Things were getting far too real. Too emotional. Too…everything, and Jax wasn’t even here! Secretly, she was a little overwhelmed by the idea of getting married. Some people might think their relationship had progressed slowly, but all she could do was try to figure out how to slow things down.
Maizie laughed. “You’re the one who sent that woman away.”
“She was interrupting this.” Kenna swept her arm down at the dress. And it was a lot. It was enough.
But in the story of her life, this wasn’t the way she’d thought it would go.
Not yet.
Maybe not ever.
“If we’re lucky, maybe something crazy will kick off at the wedding show.” Maizie chuckled.
Kenna’s phone started to ring, tucked in her clothes. She stepped off the podium and glanced at Adrielle and Laney. Both of them had red noses. Laney sniffed, and Adrielle dabbed a tissue under her eye.
“It’s Jax!” Maizie ran out from behind the screen.
Kenna answered the call and put the phone to her ear. “Hey.”
“It’s going well?”
Kenna glanced at herself in the mirror, and from this angle, she could see both Jaxton women still sitting.
Maizie sat on the floor crossed-legged beside them and said, “This happens a lot. Sometimes, she talks to him for hours .”
“Kenna?”
“Huh?” She cleared her throat and focused back on the call, trying to remember what they were talking about. “Things are good.”
“That’s good. I got a call from local law enforcement there in Denver. I guess someone watches the news, and when your name popped up in their system, they called the FBI office in Phoenix to ask for me.”
Kenna frowned. That was going to start happening more and more in the future. Even if the wedding happened quietly with not many people in attendance, word would get out within the law enforcement community.
Jax said, “The Denver PD has a crime scene they’re working, and the DNA left behind came back as a familial match…to you.”

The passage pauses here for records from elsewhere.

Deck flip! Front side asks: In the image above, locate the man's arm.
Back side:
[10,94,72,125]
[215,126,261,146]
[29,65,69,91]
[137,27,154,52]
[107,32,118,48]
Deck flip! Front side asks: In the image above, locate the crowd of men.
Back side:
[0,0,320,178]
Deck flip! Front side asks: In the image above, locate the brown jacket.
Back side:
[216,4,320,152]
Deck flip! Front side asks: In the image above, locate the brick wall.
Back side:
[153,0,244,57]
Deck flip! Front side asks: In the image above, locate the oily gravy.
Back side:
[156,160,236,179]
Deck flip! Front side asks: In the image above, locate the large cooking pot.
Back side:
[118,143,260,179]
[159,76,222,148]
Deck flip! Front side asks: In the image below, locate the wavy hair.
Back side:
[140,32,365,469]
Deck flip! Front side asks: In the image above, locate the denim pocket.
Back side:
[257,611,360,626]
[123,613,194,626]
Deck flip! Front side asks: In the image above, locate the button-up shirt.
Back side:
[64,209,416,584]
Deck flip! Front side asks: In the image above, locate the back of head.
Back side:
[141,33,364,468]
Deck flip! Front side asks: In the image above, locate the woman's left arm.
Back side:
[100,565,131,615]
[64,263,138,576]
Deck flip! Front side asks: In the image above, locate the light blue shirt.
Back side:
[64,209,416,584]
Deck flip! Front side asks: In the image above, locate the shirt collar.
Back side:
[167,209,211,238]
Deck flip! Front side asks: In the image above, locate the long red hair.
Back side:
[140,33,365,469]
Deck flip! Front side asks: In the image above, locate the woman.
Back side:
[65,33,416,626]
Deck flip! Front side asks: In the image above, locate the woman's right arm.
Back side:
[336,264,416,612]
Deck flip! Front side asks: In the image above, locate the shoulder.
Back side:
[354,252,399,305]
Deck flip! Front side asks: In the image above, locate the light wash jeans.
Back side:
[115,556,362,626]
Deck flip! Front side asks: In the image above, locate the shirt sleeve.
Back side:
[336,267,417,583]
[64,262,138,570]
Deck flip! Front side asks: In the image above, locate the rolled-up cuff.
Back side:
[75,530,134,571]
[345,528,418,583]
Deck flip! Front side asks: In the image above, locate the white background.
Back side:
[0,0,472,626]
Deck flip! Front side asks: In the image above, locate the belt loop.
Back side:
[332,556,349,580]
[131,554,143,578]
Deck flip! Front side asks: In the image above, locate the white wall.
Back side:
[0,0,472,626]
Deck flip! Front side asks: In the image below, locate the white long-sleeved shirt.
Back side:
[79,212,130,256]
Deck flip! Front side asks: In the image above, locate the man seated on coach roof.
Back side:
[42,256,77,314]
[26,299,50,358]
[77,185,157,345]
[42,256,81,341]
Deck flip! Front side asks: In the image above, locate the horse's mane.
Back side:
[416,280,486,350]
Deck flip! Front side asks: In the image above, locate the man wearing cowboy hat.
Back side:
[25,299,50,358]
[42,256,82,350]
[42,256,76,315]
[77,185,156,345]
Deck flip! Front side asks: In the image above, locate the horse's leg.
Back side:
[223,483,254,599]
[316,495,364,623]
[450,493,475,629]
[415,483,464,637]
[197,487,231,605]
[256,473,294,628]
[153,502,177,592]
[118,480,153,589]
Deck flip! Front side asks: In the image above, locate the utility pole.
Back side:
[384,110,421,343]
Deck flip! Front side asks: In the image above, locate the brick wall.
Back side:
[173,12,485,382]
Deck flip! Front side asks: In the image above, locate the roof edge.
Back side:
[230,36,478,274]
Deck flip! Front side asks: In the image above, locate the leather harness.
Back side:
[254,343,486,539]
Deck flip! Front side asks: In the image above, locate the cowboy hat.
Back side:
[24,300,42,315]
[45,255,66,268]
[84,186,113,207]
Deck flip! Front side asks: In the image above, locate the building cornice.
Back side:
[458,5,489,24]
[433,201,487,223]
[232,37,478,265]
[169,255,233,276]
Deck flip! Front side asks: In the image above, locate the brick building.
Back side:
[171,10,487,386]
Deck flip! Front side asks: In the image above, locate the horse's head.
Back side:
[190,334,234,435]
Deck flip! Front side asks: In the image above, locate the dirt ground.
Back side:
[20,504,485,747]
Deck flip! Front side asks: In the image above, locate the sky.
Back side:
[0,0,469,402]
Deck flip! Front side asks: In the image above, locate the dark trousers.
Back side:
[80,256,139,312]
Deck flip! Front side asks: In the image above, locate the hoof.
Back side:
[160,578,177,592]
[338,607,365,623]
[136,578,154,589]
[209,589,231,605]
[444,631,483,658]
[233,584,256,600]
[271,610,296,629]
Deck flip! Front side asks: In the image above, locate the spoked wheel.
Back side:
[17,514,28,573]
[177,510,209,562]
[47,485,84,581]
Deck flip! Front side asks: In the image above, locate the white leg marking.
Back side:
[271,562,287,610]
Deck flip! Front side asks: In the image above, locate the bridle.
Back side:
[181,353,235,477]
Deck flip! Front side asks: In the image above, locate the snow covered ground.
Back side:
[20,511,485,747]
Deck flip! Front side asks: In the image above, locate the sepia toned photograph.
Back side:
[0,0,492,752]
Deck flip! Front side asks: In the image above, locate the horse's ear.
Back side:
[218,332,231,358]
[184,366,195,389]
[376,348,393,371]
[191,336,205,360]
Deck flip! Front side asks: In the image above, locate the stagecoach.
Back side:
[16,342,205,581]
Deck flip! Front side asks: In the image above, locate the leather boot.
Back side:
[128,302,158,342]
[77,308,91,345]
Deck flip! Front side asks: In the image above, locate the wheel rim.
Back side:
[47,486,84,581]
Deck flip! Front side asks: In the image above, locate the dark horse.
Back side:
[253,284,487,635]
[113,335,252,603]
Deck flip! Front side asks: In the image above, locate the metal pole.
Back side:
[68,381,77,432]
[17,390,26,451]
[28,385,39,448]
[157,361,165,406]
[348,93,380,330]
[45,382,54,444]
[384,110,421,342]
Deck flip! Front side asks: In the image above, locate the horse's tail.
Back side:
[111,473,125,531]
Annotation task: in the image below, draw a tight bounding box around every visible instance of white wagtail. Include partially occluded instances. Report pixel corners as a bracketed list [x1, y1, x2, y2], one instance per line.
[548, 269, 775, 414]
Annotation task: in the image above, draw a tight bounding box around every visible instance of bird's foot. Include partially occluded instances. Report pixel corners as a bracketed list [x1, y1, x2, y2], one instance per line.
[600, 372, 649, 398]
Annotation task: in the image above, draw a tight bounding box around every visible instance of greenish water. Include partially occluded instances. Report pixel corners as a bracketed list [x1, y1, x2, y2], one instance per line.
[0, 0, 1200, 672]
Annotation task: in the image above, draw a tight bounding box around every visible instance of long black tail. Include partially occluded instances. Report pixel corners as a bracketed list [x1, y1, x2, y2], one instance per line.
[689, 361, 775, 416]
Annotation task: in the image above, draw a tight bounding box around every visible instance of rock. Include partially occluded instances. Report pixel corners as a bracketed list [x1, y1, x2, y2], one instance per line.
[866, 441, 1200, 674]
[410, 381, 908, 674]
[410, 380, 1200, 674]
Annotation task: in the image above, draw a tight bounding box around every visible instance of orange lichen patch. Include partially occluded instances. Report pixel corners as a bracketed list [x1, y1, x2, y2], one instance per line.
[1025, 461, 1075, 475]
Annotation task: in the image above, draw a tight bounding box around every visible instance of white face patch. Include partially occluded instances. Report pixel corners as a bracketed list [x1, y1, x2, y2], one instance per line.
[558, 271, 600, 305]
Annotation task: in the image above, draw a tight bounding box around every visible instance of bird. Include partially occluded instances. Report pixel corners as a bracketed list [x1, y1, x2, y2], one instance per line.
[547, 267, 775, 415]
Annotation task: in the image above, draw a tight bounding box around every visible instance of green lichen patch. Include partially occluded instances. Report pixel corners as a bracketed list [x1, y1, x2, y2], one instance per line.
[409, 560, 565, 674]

“Me? That makes no sense.” She didn’t have any close living relatives except… “My mom?”
“I guess it’s possible.”
“It’s insane is what it is.”
“They want to know where you are so they can pick you up for questioning.” He didn’t sound all too happy, and she didn’t blame him, but she figured it wasn’t for the same reason she was unhappy about this. “But we have no information on this, so you’ll be going in with no idea what the case is or whose DNA this might be. It could be a cousin, for all you know. Or your dad’s DNA from years ago.”
“So I’ll find out. Then we’ll be back to what we’re doing.” She glanced at Maizie and saw the teen had a bunch of questions. Kenna mouthed, Get Ramon . Then she said to Jax, “Don’t worry. We’re all good here.”
He was all the way down in Phoenix. No need for him to be distracted by what was happening here in Colorado. After all, if anything did go down, he’d be too far away to help.
“Right.” Jax dragged the word out.
Kenna ducked her head and smiled. “I’ve got this.”
“I know you do.”
“But?”
“Nothing.”
If she pressed him, would he tell her he was ready to quit his job so he could be around her all the time? Working together. Solving crime. “We need you in the bureau.”
Jax chuckled. “I might not quit today. Ask me again tomorrow.”
“I’ll find out what they want.”
“Good. Call me later.”
He hung up.
Kenna turned to Akira and said, “We’ll take the dress.”